Si je sombre dans la chaleur
De ton été
Ouvre un peu la fenêtre de ton cœur
Et laisse entrer la fraîcheur
Des Mots
Si tu le veux
Fais de sorte
Que je me sente bien
Pas seulement pour y abriter ma tête
Dans le miroir de tes yeux
Je me sens telle une étoile dans le ciel
De tes pensées
Peut-être
Qu’il arrivera comme on dit
Que l’air
Entre par le trou de l’aiguille
Si tu le souhaites ferme la porte
De ton âme
Ecris mon nom avec des lettres rouges
Et pose-le au seuil de la porte
De ton âme
Alors chacun saura que cette Forteresse
A bien un maître des lieux ( responsable en chef )

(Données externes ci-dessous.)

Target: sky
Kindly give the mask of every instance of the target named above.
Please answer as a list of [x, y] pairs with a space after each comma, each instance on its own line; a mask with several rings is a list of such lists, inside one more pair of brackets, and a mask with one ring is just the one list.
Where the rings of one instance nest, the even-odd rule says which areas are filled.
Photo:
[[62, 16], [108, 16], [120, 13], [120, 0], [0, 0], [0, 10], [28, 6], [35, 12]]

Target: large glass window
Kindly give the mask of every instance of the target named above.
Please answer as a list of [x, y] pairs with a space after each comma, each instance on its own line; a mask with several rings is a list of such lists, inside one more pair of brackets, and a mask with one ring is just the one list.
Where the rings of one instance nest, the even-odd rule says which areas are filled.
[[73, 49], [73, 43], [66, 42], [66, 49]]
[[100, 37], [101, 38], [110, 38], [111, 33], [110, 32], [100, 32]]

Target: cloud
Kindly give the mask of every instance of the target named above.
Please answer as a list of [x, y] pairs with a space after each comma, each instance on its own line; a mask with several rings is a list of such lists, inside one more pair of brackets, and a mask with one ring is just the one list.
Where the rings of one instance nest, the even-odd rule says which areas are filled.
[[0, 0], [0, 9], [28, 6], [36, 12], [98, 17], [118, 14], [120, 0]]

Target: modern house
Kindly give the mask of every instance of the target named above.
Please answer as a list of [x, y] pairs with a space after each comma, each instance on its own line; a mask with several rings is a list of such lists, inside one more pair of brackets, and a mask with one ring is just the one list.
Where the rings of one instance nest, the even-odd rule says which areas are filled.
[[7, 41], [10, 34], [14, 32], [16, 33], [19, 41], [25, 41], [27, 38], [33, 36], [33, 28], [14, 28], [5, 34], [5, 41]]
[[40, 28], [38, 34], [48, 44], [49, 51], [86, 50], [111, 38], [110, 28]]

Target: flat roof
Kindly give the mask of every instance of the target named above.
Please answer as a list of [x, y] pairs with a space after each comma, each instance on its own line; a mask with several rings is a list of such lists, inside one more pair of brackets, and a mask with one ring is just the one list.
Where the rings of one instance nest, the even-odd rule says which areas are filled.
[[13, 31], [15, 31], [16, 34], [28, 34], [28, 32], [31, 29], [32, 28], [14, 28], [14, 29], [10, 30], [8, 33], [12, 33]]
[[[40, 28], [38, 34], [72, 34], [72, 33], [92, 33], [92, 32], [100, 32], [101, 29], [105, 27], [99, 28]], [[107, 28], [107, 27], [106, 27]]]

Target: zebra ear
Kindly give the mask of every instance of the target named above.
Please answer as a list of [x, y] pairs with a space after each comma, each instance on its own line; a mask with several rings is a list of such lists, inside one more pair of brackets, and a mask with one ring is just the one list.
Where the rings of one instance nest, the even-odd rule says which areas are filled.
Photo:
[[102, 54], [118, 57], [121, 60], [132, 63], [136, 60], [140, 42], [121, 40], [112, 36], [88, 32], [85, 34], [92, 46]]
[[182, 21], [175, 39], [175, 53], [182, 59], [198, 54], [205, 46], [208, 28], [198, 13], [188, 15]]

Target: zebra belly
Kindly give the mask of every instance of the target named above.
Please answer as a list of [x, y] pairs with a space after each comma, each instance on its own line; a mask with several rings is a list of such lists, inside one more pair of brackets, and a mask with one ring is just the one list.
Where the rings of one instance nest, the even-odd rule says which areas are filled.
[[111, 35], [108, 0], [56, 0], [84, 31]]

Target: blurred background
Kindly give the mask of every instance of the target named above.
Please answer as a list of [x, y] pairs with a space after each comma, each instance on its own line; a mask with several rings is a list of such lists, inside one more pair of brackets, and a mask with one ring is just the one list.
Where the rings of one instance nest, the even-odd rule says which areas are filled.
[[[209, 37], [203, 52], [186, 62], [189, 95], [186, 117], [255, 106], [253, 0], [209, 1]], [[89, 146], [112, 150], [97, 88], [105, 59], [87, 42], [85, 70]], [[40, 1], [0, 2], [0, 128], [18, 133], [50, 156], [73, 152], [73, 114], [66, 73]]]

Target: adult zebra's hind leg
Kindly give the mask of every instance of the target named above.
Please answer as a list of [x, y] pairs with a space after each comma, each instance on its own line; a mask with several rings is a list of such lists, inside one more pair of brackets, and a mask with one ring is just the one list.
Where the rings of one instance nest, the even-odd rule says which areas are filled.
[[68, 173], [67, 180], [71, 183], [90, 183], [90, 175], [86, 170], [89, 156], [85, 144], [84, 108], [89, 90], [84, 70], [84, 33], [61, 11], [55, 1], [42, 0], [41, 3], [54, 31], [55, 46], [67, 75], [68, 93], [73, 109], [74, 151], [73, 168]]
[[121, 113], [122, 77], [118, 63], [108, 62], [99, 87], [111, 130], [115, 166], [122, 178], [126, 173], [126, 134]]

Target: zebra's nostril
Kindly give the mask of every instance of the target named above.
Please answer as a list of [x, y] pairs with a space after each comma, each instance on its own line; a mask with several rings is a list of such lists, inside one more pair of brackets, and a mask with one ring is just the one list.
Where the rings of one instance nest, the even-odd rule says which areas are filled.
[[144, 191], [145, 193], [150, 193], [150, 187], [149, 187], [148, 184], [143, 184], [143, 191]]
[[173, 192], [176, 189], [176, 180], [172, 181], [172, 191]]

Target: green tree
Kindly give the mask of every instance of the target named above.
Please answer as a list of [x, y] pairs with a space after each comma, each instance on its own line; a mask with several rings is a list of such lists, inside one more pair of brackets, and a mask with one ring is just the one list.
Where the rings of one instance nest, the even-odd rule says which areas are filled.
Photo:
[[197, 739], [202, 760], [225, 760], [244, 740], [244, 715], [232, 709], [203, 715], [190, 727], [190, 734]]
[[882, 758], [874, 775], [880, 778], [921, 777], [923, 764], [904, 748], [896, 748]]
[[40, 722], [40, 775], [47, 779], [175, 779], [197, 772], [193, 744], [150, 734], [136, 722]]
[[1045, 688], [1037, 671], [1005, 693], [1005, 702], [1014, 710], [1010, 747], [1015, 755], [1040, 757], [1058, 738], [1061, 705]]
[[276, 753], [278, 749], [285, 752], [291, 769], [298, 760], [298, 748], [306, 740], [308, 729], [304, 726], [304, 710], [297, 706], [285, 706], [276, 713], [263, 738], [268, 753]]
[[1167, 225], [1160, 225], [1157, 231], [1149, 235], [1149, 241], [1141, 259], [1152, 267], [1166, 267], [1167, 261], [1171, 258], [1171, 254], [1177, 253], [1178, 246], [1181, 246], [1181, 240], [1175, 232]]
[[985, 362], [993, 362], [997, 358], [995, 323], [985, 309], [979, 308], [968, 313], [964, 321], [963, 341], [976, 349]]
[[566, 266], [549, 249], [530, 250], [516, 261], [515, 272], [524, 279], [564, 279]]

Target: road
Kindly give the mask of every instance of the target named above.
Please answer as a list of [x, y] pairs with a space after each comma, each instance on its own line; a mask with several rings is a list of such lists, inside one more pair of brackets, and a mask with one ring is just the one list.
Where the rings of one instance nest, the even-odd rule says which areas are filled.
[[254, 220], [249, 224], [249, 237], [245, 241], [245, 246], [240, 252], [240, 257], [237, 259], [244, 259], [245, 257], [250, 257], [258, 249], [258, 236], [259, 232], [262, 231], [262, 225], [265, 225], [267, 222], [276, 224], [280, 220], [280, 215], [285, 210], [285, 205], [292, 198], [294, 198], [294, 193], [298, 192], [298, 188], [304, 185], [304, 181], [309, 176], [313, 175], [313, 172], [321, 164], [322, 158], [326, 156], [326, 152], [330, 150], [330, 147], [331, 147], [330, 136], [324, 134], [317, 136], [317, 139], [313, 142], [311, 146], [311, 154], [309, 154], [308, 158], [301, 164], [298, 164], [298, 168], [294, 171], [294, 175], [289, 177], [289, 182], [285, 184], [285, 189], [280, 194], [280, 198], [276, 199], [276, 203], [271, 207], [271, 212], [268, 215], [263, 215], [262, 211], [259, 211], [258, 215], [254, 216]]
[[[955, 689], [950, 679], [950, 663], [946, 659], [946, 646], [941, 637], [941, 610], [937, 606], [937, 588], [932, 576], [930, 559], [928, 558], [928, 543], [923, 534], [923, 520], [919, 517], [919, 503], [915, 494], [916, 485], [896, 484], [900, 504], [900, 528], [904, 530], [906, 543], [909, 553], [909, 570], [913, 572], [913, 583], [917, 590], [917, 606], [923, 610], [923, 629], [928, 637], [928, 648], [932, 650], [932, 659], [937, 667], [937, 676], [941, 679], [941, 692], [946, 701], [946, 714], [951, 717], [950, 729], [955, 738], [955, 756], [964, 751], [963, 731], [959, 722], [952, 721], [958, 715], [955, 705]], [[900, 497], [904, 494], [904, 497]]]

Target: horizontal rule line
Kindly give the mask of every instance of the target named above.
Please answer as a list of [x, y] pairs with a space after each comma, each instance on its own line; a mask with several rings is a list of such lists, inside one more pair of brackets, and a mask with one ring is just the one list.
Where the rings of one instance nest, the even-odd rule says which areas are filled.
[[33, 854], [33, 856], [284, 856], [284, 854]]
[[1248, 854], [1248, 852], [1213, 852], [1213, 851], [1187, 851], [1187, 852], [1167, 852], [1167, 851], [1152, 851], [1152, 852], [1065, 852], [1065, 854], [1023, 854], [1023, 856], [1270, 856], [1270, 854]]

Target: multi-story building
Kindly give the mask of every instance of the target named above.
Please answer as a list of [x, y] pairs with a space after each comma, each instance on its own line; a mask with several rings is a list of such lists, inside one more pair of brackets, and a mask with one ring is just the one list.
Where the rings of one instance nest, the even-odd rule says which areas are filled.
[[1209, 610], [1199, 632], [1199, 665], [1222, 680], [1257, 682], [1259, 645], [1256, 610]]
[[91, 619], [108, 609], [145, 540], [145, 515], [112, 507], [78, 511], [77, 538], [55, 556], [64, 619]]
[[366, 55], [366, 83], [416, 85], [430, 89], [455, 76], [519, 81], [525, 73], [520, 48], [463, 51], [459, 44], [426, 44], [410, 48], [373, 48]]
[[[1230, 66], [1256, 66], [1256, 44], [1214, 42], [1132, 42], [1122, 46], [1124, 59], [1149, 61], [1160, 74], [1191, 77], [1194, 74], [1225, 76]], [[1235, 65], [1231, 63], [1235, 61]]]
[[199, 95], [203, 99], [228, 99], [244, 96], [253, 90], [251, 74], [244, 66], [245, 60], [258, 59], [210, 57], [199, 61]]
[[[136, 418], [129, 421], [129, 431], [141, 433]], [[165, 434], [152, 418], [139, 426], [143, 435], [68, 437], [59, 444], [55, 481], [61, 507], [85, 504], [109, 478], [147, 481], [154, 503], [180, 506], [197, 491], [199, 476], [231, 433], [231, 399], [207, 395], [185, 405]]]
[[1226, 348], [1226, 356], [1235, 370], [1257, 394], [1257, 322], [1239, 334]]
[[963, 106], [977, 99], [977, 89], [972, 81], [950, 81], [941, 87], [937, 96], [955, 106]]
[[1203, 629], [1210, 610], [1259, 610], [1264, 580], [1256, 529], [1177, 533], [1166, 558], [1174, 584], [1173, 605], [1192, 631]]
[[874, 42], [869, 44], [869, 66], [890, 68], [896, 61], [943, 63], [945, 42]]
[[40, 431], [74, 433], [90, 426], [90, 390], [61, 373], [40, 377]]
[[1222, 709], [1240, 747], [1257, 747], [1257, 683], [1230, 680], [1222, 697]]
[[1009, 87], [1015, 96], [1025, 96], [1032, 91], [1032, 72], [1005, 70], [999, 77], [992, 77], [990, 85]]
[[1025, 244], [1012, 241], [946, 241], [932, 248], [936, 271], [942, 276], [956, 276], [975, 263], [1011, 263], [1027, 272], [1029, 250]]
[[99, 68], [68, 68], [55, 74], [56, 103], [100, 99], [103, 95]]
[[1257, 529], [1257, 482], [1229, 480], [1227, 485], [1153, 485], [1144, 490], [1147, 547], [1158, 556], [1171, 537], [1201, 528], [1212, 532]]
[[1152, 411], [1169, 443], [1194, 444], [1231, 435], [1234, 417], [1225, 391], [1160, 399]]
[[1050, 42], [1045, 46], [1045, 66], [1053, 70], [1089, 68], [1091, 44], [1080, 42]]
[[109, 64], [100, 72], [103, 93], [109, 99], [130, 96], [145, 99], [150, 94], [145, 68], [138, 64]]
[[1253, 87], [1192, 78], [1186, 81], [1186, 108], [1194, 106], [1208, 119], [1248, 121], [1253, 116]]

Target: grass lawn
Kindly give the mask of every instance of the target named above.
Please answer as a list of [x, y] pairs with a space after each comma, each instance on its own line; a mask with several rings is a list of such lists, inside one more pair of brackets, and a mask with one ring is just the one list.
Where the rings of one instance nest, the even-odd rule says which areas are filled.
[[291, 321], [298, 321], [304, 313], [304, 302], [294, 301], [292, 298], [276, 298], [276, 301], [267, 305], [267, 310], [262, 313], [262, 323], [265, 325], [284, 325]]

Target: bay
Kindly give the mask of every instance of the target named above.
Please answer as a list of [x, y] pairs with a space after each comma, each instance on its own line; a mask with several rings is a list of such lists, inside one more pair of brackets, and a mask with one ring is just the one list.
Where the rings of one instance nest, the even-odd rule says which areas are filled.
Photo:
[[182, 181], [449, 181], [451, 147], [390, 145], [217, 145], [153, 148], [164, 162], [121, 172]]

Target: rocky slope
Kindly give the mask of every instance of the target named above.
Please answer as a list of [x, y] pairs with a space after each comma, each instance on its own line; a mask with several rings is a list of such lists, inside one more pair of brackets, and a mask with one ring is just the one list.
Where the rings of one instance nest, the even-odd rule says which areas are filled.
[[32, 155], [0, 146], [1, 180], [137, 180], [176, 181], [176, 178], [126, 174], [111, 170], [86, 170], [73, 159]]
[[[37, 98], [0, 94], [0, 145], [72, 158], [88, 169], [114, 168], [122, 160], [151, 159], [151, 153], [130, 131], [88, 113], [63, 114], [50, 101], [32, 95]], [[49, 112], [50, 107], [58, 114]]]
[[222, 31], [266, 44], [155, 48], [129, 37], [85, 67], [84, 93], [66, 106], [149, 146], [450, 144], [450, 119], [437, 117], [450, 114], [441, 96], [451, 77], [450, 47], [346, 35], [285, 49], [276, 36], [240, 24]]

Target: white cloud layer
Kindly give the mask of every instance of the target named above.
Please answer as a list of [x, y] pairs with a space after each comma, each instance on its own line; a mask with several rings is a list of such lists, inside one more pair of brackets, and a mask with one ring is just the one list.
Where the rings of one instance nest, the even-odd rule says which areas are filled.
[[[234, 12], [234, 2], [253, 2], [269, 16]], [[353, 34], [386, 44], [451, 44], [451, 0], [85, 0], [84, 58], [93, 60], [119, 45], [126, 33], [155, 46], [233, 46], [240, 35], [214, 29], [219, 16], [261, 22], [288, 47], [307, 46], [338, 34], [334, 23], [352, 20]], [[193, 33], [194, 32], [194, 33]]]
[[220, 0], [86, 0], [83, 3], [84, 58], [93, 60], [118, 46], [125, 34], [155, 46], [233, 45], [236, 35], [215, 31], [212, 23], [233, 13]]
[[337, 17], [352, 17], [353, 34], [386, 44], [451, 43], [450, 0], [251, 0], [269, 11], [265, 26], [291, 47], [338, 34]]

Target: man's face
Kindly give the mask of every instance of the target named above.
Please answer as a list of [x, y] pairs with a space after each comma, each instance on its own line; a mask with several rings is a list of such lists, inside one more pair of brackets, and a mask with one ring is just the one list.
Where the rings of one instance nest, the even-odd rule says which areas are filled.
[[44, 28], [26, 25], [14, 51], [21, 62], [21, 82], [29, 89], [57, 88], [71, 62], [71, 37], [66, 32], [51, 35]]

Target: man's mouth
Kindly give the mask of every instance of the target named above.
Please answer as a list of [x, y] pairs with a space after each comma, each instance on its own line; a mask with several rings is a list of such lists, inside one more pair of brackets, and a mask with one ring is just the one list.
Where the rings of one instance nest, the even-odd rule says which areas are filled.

ELLE VECUT AU-DELA D’ELLE-MÊME

A présent, arrivée à son vrai moi


Elle vit avec les anges ( Mère Théresa )
Que d’années sont passées
Depuis son grand départ
Elle vécut un vrai miracle, au-delà d’elle-même, Albanika
Avec deux âmes
L’une pour Dieu, l’autre pour l’Humanité
Elle était un peu Gonxhe, un peu Calcutta
Surtout Albanika et encore plus Lumière
Pour l’Humanité entière
Elle pria jusqu’à devenir
Elle-même Prière
Illirika
Notre Mère Théresa
En 1978 la Paix épousa ton Nom
Cette année-là, Oh mère
Je vins moi-même en ce Monde
A présent
Lorsque j’ai besoin d’un brin de Fierté
Je vais à Kruje chez les Kastriotes
Et j’appelle Georges
Lorsque j’ai besoin d’une étoile
De l’Univers
Je cours vers la Colline du Soleil
Et j’appelle Rugova
Oh notre Mère Théresa
Avec tes Prières, je me suis couché
Et réveillé
Dardanne
Tous les Anges qui vivent aux cieux
Ont sourit en attendant ton arrivée parmi eux
Tellement géante
Combien d’années ont passé
Et la Patrie s’apprête
A vivre une nouvelle destinée
Albanika
Continue à prier pour l’Humanité
Tes orphelins
Et ta terre si sacrée
Qu’on nomme ILLYRIE
Que d’années ont passé
Depuis ton départ
Ici, viennent d’autres temps
Gonxhe
« Je connais des paroles de pierre «
Je l’ai appris à Shkrel
Et j’ai même un Palais des Rêves quelque part
Dit Kadaré
Et à présent
Bénis les traces de pas à Prekaz
Et à Glloxhan
Ces réalités horribles que nous vîmes de nos yeux
Notre Père qui êtes aux cieux
Jette sur nous un regard bienveillant !
Dis encore un mot
En albanais
Que Dieu bénisse l’Arberie !
Allume une bougie éclairante
Illyrienne
C’est la première
Chacun le sait
Oh mère, tu es la Lumière
Le départ n’est souhaitable
Pour personne
Mais lorsqu’on s’en va comme toi, oh mère
C’est un départ miraculeux
Même Jésus connaissait les albanes
Mais nous connûmes des temps défavorables
Et que faire contre l’acharnement du sort ?
Nous héritâmes de ces voisins-là
Tu as vécu au-delà de toi-même
Et à présent tu vis en toi-même
Eternellement
Parmi les anges
Notre avenir prochain
Offre-le nous dès à présent
Prie, Oh mère encore une fois
Car ce mois de Décembre m’a effrayé
Et j’ignore ce que voient mes yeux
J’ai l’impression que le grand froid de la Dardannie
A retardé l’apparition du printemps
Dardanika
N’oublie pas nos quatre parties
séparées
Oh mère, tu es notre nom à tous qui brille
Sur la terre comme dans les cieux !

12. A la première personne

Appelez-le
lui-même qu'il vienne avec vous
Quand vous partez
partez ensemble
Ensemble vous y arriverez

13. Là-bas tout commence du début

(A l'ancienne ville d'Ulpiane *)

Là-bas tout commence du début


Les nuits
Se referment amèrement
Dans les ruines en larmes
Comme dans le noir incarcéré
Ses mots anciens je les sens
Avec le feu des cendres
Ravivé dans les pupilles
Ulpiane
Soif
Qui secoue la canicule de la journée

* Ulpiana a été fondée par l’empereur Trajan dans ce qui constituait alors la province de
Mésie supérieure, actuellement un quartier de Prishtina.